A variation on a found family story that unfolds slowly enough to allow dread and hope to build in equal measure. Kritzer’s using a modified version of the epistolary format to great effect, giving her narrator’s voice in a succession of blog posts to an unknown and possibly endangered audience. We only know about the world she’s in through what non-cooking details she feels up to providing. The slow expansion of her family, as danger and privation set in, feels both as natural and unnatural as the progression of the epidemic outside. If you don’t pause partway through to check out your own home delivery options and the state of your pantry, you’re made of sterner stuff than I.


And Other Definitions of Family by Abra Staffin Wiebe (7600 words)
Unlikely Story, Issue 12

May’s doorbell pulsed, sending a subsonic wave shivering through her. She rubbed her hands over her arms to banish the goose bumps, and made a mental note to speak to Nueva Nova station maintenance about resetting the doorbell to human standards. The doorbell pulsed again, and May hurried to deactivate it.

She didn’t have a client appointment scheduled, but they all knew she welcomed drop-ins. She checked the peep-cam. Optimal lighting, background soundscape, clothing level, hairstyle, and pheromone spray all depended on the client’s species. Her eyebrows lifted involuntarily when she saw the bat-like Bitocktee male at her door.
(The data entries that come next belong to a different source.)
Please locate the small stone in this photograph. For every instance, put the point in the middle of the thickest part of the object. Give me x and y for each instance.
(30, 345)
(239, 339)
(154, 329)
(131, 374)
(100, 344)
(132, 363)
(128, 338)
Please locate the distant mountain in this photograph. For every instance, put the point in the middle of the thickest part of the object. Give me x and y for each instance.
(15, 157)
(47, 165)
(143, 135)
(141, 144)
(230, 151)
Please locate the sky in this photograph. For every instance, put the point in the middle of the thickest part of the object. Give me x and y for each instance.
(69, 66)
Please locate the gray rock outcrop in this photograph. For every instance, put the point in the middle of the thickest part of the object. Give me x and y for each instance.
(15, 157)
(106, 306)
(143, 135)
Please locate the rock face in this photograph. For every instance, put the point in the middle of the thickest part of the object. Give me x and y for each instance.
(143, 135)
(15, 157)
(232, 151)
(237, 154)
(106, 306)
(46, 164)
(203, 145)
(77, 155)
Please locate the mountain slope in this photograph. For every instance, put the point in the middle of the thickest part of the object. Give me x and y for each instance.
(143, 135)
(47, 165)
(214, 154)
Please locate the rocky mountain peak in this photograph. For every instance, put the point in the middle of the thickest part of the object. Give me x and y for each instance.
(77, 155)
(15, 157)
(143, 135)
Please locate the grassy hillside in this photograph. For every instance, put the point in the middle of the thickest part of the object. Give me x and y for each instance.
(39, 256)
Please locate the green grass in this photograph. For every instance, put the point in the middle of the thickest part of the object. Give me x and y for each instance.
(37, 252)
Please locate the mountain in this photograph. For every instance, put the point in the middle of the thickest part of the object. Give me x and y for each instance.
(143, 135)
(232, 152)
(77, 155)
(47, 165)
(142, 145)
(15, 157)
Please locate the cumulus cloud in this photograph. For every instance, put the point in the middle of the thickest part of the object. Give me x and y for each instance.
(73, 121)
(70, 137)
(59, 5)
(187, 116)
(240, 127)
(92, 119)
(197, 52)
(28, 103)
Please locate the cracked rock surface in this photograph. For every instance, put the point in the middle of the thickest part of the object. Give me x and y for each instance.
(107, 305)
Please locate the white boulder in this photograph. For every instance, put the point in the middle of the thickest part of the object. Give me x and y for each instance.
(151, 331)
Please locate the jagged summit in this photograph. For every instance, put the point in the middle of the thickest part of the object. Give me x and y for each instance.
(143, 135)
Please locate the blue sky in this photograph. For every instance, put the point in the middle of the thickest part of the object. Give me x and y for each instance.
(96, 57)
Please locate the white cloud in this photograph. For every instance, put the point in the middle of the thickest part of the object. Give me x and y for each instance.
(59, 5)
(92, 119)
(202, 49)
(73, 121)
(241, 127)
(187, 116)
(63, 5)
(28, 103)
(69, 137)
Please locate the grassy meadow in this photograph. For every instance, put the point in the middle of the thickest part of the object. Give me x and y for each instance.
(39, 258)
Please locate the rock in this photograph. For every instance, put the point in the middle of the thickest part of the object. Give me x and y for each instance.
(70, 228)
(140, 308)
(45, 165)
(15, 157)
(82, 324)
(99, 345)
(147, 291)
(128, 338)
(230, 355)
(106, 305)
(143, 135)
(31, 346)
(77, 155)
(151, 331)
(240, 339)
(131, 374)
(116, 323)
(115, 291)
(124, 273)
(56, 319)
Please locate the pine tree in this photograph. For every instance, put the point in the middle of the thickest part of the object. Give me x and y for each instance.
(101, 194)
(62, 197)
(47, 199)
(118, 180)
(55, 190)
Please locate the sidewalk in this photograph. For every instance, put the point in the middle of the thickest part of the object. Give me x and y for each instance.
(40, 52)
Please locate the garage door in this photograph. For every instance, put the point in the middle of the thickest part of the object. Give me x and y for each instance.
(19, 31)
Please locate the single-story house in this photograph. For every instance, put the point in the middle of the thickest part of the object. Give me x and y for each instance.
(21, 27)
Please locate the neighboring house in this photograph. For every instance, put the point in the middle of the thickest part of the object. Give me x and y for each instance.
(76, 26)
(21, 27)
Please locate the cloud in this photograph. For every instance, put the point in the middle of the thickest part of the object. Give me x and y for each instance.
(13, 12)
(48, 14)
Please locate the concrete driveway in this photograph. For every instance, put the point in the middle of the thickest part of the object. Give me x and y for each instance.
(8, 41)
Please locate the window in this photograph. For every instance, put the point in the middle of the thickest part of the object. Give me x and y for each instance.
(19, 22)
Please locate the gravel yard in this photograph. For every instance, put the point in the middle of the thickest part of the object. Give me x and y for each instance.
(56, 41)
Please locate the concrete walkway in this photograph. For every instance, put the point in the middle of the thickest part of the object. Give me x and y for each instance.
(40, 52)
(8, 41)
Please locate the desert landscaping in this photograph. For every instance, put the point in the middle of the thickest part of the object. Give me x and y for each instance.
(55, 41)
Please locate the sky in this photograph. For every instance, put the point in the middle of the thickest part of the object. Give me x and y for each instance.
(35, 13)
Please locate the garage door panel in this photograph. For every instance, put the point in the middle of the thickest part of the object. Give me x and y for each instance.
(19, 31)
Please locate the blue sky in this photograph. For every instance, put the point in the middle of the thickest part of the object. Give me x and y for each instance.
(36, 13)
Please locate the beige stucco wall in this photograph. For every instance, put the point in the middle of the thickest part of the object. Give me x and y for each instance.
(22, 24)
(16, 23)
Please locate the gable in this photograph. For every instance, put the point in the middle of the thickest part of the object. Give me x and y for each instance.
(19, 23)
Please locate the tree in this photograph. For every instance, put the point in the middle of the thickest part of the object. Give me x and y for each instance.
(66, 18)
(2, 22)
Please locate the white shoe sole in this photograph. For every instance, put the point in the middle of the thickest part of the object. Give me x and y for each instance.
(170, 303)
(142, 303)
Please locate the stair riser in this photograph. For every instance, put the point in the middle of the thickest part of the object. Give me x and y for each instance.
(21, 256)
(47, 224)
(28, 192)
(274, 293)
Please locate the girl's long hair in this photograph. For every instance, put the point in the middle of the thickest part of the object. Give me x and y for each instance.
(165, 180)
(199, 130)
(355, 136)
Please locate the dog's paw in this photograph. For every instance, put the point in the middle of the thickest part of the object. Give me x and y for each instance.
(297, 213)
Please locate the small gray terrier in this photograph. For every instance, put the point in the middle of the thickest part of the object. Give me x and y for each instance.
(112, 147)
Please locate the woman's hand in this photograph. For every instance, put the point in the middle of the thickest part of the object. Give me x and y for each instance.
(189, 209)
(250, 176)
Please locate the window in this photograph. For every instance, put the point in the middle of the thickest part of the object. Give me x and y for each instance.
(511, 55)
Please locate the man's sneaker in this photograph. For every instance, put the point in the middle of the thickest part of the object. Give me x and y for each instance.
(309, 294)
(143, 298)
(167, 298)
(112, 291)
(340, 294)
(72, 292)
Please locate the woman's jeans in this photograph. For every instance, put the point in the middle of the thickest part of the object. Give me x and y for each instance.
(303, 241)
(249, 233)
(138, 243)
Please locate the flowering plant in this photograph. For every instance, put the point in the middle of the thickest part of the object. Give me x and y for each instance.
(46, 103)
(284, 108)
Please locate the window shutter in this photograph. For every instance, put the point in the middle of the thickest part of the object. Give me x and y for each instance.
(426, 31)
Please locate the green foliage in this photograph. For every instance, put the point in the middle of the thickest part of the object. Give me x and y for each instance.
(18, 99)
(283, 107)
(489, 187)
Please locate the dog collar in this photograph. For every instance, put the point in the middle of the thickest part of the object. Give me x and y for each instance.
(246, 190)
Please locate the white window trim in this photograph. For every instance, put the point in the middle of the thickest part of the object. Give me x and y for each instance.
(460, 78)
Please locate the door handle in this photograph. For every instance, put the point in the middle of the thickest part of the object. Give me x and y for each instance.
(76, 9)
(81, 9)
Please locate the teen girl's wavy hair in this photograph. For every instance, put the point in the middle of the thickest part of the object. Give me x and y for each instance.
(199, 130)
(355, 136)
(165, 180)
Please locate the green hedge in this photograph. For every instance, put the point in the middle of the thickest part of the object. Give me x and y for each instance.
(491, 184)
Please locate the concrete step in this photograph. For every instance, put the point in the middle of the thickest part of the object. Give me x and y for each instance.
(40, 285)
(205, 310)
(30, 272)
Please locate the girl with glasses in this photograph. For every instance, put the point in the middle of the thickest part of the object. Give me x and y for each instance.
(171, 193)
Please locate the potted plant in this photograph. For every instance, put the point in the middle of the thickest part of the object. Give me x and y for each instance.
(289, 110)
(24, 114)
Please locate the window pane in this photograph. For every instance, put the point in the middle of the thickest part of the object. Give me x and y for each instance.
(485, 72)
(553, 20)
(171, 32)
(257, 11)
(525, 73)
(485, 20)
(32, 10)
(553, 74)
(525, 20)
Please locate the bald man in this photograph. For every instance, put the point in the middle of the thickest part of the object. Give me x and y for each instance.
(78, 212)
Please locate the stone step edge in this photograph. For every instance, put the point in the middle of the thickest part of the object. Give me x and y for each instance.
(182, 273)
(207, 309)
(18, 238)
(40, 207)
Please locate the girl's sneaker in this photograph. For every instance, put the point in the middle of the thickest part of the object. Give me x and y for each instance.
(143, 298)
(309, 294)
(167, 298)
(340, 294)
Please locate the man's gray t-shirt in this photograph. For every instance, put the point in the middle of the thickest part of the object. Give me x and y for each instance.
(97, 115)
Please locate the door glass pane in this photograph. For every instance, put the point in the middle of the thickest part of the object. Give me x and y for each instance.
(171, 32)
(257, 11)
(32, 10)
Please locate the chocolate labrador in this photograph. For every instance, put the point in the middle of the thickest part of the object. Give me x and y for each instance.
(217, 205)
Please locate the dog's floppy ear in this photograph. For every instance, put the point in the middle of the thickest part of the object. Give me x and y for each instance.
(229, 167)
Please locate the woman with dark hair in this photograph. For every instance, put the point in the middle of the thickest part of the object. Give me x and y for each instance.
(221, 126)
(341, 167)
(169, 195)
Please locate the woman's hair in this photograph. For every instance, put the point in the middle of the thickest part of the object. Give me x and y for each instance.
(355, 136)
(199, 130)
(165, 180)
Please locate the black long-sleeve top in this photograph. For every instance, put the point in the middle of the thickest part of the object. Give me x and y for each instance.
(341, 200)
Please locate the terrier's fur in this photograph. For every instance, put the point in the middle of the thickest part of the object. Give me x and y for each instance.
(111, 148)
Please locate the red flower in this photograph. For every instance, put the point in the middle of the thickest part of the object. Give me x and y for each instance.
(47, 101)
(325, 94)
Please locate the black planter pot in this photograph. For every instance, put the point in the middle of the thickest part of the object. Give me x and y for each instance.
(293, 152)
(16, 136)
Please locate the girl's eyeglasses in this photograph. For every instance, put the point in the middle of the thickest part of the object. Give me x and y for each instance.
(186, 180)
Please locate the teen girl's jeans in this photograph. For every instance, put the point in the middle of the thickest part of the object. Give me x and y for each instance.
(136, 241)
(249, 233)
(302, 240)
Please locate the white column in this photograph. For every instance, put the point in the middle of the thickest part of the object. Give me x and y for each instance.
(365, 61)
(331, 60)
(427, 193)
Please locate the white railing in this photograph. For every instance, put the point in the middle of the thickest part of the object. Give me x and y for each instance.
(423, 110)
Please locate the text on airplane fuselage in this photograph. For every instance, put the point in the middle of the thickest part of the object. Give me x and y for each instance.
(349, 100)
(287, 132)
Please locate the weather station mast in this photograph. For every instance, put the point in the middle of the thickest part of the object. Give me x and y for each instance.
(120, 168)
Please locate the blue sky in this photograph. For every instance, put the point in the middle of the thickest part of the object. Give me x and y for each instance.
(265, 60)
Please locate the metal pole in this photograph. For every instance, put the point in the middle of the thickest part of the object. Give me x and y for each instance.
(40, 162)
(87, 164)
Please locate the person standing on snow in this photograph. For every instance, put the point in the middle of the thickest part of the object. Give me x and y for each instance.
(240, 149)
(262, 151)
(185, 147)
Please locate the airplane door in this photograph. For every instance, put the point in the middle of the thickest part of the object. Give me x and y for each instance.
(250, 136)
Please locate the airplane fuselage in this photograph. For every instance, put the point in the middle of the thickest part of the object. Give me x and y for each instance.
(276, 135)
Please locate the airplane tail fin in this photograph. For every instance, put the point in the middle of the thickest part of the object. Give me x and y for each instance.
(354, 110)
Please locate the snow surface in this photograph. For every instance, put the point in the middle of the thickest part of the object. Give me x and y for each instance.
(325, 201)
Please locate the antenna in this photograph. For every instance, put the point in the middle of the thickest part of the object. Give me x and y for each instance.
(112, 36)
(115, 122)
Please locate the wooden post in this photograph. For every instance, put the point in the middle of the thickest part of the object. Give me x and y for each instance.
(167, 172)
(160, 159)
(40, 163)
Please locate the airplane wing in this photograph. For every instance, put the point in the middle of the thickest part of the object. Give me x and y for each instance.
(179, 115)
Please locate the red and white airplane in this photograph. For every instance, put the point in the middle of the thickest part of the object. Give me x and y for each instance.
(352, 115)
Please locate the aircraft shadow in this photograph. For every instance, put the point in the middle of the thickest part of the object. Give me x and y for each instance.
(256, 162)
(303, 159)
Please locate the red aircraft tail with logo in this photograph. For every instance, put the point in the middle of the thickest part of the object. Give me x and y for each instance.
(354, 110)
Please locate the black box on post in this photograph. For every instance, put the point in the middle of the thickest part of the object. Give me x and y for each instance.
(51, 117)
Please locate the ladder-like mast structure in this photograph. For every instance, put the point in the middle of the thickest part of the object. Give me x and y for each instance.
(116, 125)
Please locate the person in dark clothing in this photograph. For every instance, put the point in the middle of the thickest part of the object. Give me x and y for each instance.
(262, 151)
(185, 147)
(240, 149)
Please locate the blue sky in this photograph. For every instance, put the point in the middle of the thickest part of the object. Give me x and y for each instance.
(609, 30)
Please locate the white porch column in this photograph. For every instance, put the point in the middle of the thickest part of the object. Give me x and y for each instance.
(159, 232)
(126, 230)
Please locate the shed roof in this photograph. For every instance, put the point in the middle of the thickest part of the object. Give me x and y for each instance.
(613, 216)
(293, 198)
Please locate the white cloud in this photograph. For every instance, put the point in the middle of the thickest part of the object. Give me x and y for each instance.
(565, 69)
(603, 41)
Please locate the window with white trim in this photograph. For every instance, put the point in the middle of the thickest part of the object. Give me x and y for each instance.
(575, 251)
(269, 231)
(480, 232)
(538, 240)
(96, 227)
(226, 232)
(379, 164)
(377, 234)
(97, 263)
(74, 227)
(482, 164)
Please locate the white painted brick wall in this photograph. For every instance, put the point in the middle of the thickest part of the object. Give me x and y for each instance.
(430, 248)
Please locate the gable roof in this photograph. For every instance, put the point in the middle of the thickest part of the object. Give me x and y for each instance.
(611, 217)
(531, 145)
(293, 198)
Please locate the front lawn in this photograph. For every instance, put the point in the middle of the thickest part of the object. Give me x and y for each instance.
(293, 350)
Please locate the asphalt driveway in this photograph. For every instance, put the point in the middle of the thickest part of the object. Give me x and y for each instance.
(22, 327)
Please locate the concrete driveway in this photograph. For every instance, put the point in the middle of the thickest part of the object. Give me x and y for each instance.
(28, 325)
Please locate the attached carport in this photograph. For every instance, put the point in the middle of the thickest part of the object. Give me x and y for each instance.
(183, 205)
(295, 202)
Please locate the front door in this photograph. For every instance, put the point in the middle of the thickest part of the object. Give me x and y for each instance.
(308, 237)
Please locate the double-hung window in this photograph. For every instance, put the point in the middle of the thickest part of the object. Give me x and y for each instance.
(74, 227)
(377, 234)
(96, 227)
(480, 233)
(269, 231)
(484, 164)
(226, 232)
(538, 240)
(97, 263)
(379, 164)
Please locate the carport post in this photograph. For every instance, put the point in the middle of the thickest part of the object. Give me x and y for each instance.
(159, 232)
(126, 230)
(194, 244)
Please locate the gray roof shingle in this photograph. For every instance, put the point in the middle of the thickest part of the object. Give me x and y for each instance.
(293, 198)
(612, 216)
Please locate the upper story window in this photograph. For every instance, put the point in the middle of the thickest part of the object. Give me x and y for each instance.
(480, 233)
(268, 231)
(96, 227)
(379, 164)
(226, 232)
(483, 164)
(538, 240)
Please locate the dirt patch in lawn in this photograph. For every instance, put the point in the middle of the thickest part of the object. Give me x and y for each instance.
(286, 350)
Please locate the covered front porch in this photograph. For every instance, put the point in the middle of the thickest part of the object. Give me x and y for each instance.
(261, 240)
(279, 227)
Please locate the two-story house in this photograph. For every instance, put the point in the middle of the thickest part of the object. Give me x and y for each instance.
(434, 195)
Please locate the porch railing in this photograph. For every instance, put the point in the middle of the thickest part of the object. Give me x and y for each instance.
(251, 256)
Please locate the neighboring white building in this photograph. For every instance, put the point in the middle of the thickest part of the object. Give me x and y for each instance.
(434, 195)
Another unconventionally constructed family story (my catnip, if you haven’t caught on) that manages to convey both the sheer alienness of the Bitocktee as well as the ways in which social behaviors overlap with those that we consider to be human nature. The protagonist, May, is a sex worker on some type of space station, with a background in xenology — an academic discipline that she furthers with the knowledge gleaned from her interactions with clients. When Red2, the Bitocktee male mentioned above, offers May a job well outside the normal definitions of her role, she’s motivated not just by the money but by the opportunity it offers for her to see inside his society. Staffin Wiebe turns a fairly standard romance trope into something that hardly invokes romance at all, and kept reminding me of the sensibilities of classic Star Trek. One of the stickiest stories I’ve read so far this year; it stayed with me long after I’d closed the tab.